Green Cards to be Dealt at Cottesloe’s Old Bridge Centre

21 November 2009

Jacinta Goerke

A NEW type of cards is soon to be played at the once well-patronised Rosendorf’s Bridge Centre located on Railway Street in Cottesloe.

As of early December the new ‘bridge’ will no longer be home to shuffling decks, calling spades and keeping score, but to the hustle and bustle of professionals working toward building a more sustainable future.

Swanbourne Railway Station near the new Swanbourne Business Centre

Swanbourne Railway Station near the new Swanbourne Business Centre

Centre owners Ms Julia Hayes and Mr Garry Baverstock said the new ‘bridge’ is to be renamed ‘The Swanbourne Business Centre’ where a serviced office Perth can be leased by business people committed to doing something positive about the environment.

“From the outset we wanted to turn the ‘old bridge’ into a centre of sustainable excellence where professionals working in green industries could come together to share ideas, network and use a common secretarial service while remaining independent,” said Ms Hayes.

“We’re aware new ideas and innovative ways of doing things often emerge when neighbouring executives share ideas.

“This means we’re keen to hear from people who specialise in areas such as environmental law, climate science, sustainable building practices, engineering, town planning, real estate development and other business activities such as ethical investment and financing and complementary trades and professionals,” she said.

Ms Hayes said the sustainability and green industry was rapidly growing and specialists were keen to connect and lease premises alongside like-minded professionals.

She said the new Swanbourne Business Centre in the Swanbourne Village was complementary to ‘all things green’ because it had been retrofitted to comply with quality green building principles to ensure energy efficiency and natural comfort.

“The office walls have double insulation, there is a well-appointed natural ventilation system and a low energy cooling system in place, ceiling fans are installed and low energy lighting complements natural light in each room,” she said.

“The office building also takes advantage of the northern orientation in which natural daylight is harnessed to light, heat and provide maximum comfort in each office.

“And the upstairs’ location has excellent views across to the village shops and the ocean in the distance,” she said.

Ms Hayes said tenants and people external to the centre would be able to access the secretarial support service for typing, photocopying and possibly use temporary office/work stations.

She said this business model of sharing secretarial services and office equipment in one central location worked well in Asia and among medical, allied health and legal specialists.

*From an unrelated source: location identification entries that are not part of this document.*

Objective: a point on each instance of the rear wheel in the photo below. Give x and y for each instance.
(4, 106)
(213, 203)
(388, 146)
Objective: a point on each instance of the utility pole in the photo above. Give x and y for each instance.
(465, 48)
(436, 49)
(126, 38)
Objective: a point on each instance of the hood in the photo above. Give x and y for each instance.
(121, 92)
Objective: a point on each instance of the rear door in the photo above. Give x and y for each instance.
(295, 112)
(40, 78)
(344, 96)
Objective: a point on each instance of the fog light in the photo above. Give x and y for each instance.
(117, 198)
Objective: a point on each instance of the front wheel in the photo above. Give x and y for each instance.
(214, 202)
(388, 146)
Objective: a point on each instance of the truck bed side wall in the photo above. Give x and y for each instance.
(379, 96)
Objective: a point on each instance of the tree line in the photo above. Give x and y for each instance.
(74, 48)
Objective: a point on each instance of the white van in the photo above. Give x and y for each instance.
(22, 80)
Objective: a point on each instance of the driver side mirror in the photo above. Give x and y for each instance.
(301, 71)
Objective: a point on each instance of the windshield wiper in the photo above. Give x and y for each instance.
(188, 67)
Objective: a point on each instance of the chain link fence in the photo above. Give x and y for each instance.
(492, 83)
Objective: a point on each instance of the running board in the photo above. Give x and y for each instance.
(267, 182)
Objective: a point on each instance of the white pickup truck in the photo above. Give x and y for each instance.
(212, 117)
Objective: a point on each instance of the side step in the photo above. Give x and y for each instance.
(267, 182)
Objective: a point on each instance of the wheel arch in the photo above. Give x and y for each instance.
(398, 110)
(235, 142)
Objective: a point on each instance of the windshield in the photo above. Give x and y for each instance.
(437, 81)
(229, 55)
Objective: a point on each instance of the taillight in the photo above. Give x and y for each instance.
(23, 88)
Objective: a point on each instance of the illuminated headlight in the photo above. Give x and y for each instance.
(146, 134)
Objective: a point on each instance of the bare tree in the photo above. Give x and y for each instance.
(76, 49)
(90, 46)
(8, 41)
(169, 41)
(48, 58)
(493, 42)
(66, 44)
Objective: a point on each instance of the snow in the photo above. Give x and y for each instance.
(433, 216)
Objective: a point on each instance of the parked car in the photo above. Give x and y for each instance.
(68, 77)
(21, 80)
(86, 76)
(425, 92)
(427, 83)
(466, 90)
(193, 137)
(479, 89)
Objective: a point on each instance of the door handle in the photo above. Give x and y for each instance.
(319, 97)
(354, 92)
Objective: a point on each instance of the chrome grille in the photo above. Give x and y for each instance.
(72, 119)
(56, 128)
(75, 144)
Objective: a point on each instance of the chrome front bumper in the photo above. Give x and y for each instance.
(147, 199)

Mr Baverstock, a well known local eco architect, said there were savings to be made in sharing larger professional offices and identities.

“Daily social and professional contact is often lacking when people work from home and, with huge advances in the internet, it’s no longer necessary for businesses to employ full-time secretaries and lease expensive office equipment,” said Mr Baverstock.

“Paying a higher price for a smaller office and sharing facilities can be much cheaper than business as usual in one’s own office suite or complex.

Mr Baverstock said many people were now taking advantage of the recent slow down in activity to restructure and downscale the floor area of their offices.

“In fact, I think the people of Swanbourne are ready for an eco-oriented village and this is just one more step towards that sustainable vision,” he said.

Mr Baverstock said the Swanbourne Railway Station was across the road, the post office and other key shops and cafes were within a short walk.

Mr Baverstock and Ms Hayes said the new centre was once a vibrant bridge club and part of the heritage of the location.

“There is also a bridge in front of the building and the centre will provide a bridge of business opportunities for people ready to grow their businesses in a sustainable and efficient manner,” he said.

However, not all will be lost from the old bridge days said Mr Baverstock.

“I’m sure some of the ‘lingo’ will still be heard and used,” he said.

“For example, we’re looking for ‘partners’ who can play their cards right, keep score on the environment and regularly call trumps.

“But to call a spade a spade; please no ‘dummies’ (a term bridge players will understand); ‘just genuine people who want to contribute to the Cottesloe business scene and community,” said Mr Baverstock.